Я играю по правилам, которые приняты в «достопочтенном племенном обществе» — «равных» мне здесь нет. Это их мнение, и я с ним согласен.
Ещё я согласен с Чингисханом: «Недостаточно, чтобы я победил. Другие должны быть повергнуты».
Уточню: «повергнуты» так, чтобы мне никогда больше не пришлось их «побеждать».
Инстинктивный военный романтизм, как и инстинктивный гуманизм и общечеловечность приходилось выдавливать из себя по капле. У кого какие прыщи — не всем же быть Чеховыми! Выдавливать в угоду функциональности. Эффективности, оптимальности. По критериям соответствия поставленным целям — самосохранения, само-процветания, «белоизбанутости всея Руси»… Всё более становиться «Зверем Лютым». Чтобы в болотах и дебрях окружающей части мира выживало чуть больше маленьких голеньких страшненьких пищащих… детёнышей здешних обезьян.
— Если ты надеешься получить за меня богатый выкуп — ты ошибся.
Во как! Наш последний пленник излагает вполне связно.

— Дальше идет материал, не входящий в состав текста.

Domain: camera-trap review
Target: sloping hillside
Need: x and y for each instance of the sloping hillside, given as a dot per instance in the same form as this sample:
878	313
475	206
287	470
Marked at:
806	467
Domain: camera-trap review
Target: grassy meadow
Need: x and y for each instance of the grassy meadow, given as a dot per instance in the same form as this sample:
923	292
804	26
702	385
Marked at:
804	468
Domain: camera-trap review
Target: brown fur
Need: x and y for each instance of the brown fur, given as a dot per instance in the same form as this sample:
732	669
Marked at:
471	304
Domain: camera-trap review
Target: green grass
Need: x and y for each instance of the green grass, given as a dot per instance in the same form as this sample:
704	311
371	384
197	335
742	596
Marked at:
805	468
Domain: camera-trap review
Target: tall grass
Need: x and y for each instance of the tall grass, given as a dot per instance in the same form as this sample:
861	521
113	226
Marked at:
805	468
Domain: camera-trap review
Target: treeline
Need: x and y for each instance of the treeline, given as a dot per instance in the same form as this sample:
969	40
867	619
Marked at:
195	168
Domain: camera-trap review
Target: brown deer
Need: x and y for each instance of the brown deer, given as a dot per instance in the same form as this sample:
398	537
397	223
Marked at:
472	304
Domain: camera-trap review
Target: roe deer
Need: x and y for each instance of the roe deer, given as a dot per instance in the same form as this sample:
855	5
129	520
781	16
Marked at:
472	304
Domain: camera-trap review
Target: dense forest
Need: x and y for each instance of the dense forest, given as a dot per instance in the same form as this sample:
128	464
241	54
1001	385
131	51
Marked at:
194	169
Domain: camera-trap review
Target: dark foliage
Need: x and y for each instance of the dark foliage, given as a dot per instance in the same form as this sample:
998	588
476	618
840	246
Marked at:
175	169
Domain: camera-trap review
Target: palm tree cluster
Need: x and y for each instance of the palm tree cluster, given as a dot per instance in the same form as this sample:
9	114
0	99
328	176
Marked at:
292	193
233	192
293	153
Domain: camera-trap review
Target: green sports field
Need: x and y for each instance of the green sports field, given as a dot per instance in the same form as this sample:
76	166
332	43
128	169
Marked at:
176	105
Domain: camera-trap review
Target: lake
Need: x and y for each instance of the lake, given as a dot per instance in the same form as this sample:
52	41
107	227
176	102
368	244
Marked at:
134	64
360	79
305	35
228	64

— Откуда такое хорошее знание русской речи?
— Так… я и есть русский. Отец с Долгоруким на булгар ходил. После — на Унже осел. Женился там. Мать… её предки с под-Ростова ушли, Христа не приняли. Род мой невелик, небогат. Много за меня не дадут.
— И не надо. Я не торгую людьми. Тебя звать-то как?
— Зачем тебе? Убивать безымянного легче.
— Ха. Твоя забота о лёгкости для меня… Забавно. Я не ищу лёгких путей. И не люблю убивать. Имя?
— Страхил. Кличут меня так.
— Ну и имена у вас! Нелюдские какие-то. А «страхоморда» нету?
— У нас-то как раз — людские! Мы на человека глядим, чтобы имя ему дать. А вы — в книгу. Потому и имена у вас… корявые, книжные.
— Язычник, значит. Велесу поклоняешься или Перуну?
— То не твоя забота. Не Христу и не Аллаху.
— Как посмотреть. И с велесоидами, и перунистами я прежде уживался. Хаживали такие… молодцы под моей рукой.
— Лжа! Кто от волхвов истину воспринял — никогда…! Айкх!
Пришлось потянуться и сдёрнуть. Сдёрнуть с лапника, на котором он лежал, сунуть мужика головой в костёр. И сразу — назад, в снег. Ресницы и брови — в костре остались, бороду чуток припалило. А так… порозовел.
— Запомни на будущее. Короткое оно у тебя будет или длинное — не знаю. Но в мозгу заруби накрепко: я никогда не лгу. Всякое моё слово — правда еси. Может статься, что ты её не понял, додумал про себя неправильно, недослышал. Но лжи из уст моих — не бывает никогда.
Ещё одно «давно повешенное на стенку ружьё». Точнее — целый «арсенал». Я бы не понял, даже не попытался понять, общаться, перетянуть на свою сторону Страхила, если бы не мой конфликт с «Велесовой голядью» в Рябиновке, если бы не опыт общения с Фангом и его воспитанниками. И, конечно, контакта бы не получилось, если бы не «живое произведение искусства волхвов» — Сухан. Костяной палец с его душой на моей шее. Рядом с православным крестом. Это сбивало с толку, заставляло думать, пытаться понять, сомневаться… Православная община, управляемая господином «гонца волхвов в трёх мирах»… И господином лесного чудовища, «медвежьего погубителя — князь-волка»… Несовместимые, по его глубокому убеждению, вещи, сосуществовали вокруг меня.